Ci-après une interview réalisée par Jacky Durand, parue dans Libération du 10 juillet 2007. Maître de conférence à l’université Louis-Pasteur de Strasbourg, Eric Heilmann a analysé avec Marie-Noëlle Mornet les travaux des chercheurs britanniques sur l’impact de la vidéosurveillance (Etude publiée par l’Inhes). Il revient sur les annonces de Nicolas Sarkozy en matière de déploiement de caméras et sur les préoccupations de la Commission nationale de l’informatique et des libertés.
Partagez-vous l’avis de Nicolas Sarkozy, "impressionné" par la police britannique et ses caméras ?

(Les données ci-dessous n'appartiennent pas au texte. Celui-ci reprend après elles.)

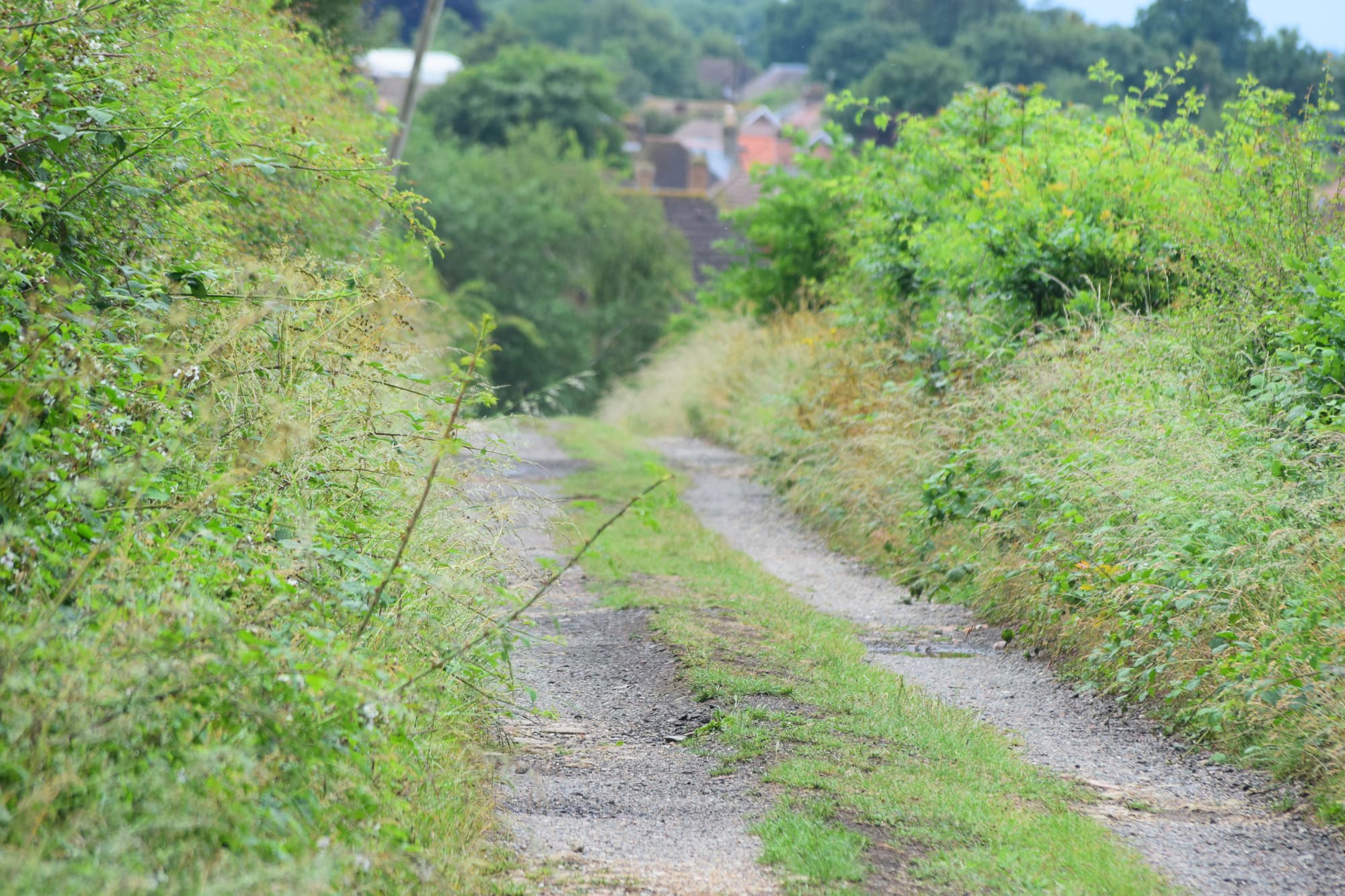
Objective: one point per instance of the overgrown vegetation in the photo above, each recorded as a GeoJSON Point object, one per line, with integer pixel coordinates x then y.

Je suis étonné qu’il soit aussi peu informé des travaux des chercheurs britanniques qui étudient depuis quinze ans l’efficacité de la vidéosurveillance dans leur pays. Ils concluent tous que les caméras ont apporté rarement la preuve de leur efficacité dans la prévention de la délinquance. Quant à la résolution d’enquêtes, la vidéosurveillance peut accélérer l’obtention de résultats à condition d’être précédée d’un travail de renseignements.
Les caméras ne servent à rien si l’on ne sait pas ce que l’on cherche. Prenez les attentats de Londres, en juillet 2005, c’est parce que la police britannique avait été informée de l’identité potentielle des suspects qu’elle a pu ensuite les reconnaître sur des images. Cela a été possible parce que des centaines d’enquêteurs ont été mobilisés pour visionner 15.000 vidéos. Penser que l’on pourrait mobiliser de telles ressources humaines pour des actes criminels de moindre ampleur serait se moquer du monde.

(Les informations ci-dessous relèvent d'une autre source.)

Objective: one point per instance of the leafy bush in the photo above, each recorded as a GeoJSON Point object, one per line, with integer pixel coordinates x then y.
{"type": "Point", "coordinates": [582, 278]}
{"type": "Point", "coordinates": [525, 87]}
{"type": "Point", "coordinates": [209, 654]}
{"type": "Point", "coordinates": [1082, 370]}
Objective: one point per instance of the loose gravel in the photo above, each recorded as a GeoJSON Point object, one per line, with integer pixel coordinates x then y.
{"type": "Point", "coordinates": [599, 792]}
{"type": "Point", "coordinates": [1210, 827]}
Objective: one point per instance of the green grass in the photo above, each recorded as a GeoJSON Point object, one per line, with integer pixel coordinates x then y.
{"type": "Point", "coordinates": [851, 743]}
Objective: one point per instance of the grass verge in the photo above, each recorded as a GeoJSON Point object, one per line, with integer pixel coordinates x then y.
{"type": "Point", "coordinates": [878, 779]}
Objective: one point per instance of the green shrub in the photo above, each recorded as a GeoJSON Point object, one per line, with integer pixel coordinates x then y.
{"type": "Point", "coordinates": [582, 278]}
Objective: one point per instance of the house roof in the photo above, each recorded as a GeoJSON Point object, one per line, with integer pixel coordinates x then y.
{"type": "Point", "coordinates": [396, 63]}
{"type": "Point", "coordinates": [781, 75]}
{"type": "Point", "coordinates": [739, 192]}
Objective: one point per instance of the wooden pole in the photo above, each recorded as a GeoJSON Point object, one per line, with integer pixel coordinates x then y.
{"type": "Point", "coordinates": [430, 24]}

Les caméras ont tout de même des répercussions ?
La vidéosurveillance peut provoquer un déplacement de la délinquance et un changement des modes opératoires des auteurs d’infraction. Les vols de voitures ont lieu en périphérie après l’installation de caméras au centre-ville. Les cambriolages surviennent la nuit au lieu de la journée. Quand la vidéosurveillance donne quelques résultats, elle est accompagnée d’autres moyens de prévention comme l’amélioration de l’éclairage et la limitation du nombre d’accès dans un parking. Dans aucun cas, la vidéosurveillance n’est une mesure à tout faire.
Partagez-vous les craintes de la Cnil sur l’avènement d’"une société de surveillance" ?
Oui, on assiste à une banalisation à l’égard de cette quincaillerie sécuritaire (caméras, badges.) qui connaît un développement incroyable sans que cela suscite de réactions d’ampleur dans l’opinion publique. J’y vois deux raisons majeures.
Premièrement, il y a une sorte d’enchantement technologique qui peut donner l’illusion que les machines font mieux que l’homme.
Deuxièmement, il y a l’émergence d’une autre conception de la vie privée, liée au développement de la téléréalité. Ces émissions, où les gens se font filmer sous toutes les coutures, développent une esthétique sécuritaire. Ça ne choque plus grand monde de se livrer au regard des autres. Les frontières entre espaces public et privé ne sont plus les mêmes qu’il y a trente ans quand la loi informatique et libertés a été adoptée.
A l’époque, on redoutait "Big Brother". Aujourd’hui avec le développement des réseaux informatiques, des caméras sur Internet, chacun peut se livrer, se dévoiler.